登校が朝7時、帰宅が夜9時というスケジュールはそれはそれでハードなのだが、それでもなんとかこなせるようになって周囲に目をこらすことができるようにもなった。

幸いなことに、「研究ができる」という意外にもこのキャンパスで過ごすことのメリットは多く、スケジュールのハードさがさほど気にならない。

たとえば、コンピュータに向かいっぱなしで目や腰が疲れたときには、珈琲をボトルに詰めて葉桜の陰に隠れつつ中庭の芝の上で読書をしてすごしたり(<これはこれで、事務の方々に「先生なにしているんですか?」と怪訝な目でみられたりもするけれど)、また目前の早苗を待つだけの水田を眺めながら、のんびりと小川を散策したり、と実はけっこう緩やかな時間を過ごすことができる。

なによりも、学生たちとのコミュニケーション-授業-がはじまり、自然からうける以上の恵みをいただいている。「先生」と、学生たちに呼ばれるようになり、まだ慣れないけれども、少しづつ学生たちに受け入れられているのを感じる。同時に顧問の吹奏楽部の練習にも顔を出すようになり、しばらくブランクのあった私のほうが学生から教えを請うこともあり、それもまた楽しい。そうそうやっと学食の食券「A定食」の買い方なども教わり、やっと高炭水化物食から脱却できた。

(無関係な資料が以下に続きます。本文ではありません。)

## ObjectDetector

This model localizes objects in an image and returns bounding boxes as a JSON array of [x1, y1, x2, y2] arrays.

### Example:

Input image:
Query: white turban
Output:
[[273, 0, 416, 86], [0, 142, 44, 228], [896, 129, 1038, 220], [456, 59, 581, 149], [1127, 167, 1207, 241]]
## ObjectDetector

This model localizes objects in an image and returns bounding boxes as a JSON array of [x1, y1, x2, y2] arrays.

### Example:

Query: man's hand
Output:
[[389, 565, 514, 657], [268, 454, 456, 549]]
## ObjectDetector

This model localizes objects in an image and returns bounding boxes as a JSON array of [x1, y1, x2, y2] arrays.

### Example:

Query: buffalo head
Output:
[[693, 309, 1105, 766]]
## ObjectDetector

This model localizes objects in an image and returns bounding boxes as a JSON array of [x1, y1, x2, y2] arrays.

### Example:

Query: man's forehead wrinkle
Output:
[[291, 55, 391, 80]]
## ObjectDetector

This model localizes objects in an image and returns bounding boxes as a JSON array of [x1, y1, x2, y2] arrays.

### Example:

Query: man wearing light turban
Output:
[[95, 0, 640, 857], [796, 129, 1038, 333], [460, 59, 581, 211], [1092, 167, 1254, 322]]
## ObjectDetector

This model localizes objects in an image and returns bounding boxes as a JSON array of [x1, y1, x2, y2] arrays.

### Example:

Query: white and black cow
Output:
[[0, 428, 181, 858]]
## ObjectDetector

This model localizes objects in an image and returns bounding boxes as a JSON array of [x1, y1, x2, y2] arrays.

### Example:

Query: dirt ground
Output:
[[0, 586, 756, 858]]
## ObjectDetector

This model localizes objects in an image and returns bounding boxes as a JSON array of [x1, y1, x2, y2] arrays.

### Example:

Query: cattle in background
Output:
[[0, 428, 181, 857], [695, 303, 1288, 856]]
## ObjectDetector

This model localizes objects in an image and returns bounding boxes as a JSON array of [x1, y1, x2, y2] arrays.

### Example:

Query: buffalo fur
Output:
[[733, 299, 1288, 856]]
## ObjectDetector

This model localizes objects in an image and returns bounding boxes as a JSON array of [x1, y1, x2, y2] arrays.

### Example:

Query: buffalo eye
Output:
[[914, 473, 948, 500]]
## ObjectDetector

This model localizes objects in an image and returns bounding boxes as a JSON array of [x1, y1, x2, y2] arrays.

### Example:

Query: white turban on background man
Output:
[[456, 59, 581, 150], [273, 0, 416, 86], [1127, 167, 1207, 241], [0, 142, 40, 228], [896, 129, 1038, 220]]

きっとこうやって山を見ては研究に戻り、花を見ては研究に戻り、そして人と出会っては研究に戻るという日々を繰り返すのだと思う。

---
今日、新しい名刺が届いた。教育機関名の入った名刺だ。

すぐさま川崎での最後の晩に友人夫妻がくれた名刺入れに入れてみる。初めて就職した私にとって、友人夫妻は実に気の利いた、そして実に心のこもったプレゼントを送ってくれたのだと改めて思う。近くに友人はいないわけではないけれども、話し合え、議論できる友人がいかに貴重だったのかを名刺入れをみながら今更のように気づく。

葉桜になった貝割れ大根のように小さな緑色の葉をつけた銀杏並木を通って研究室に向かい、研究室にほど近い官舎へと、北斗七星に向かって帰っていく。

こうして毎日が過ぎていく。

こんな僕の毎日はただただ、「感謝」の毎日です。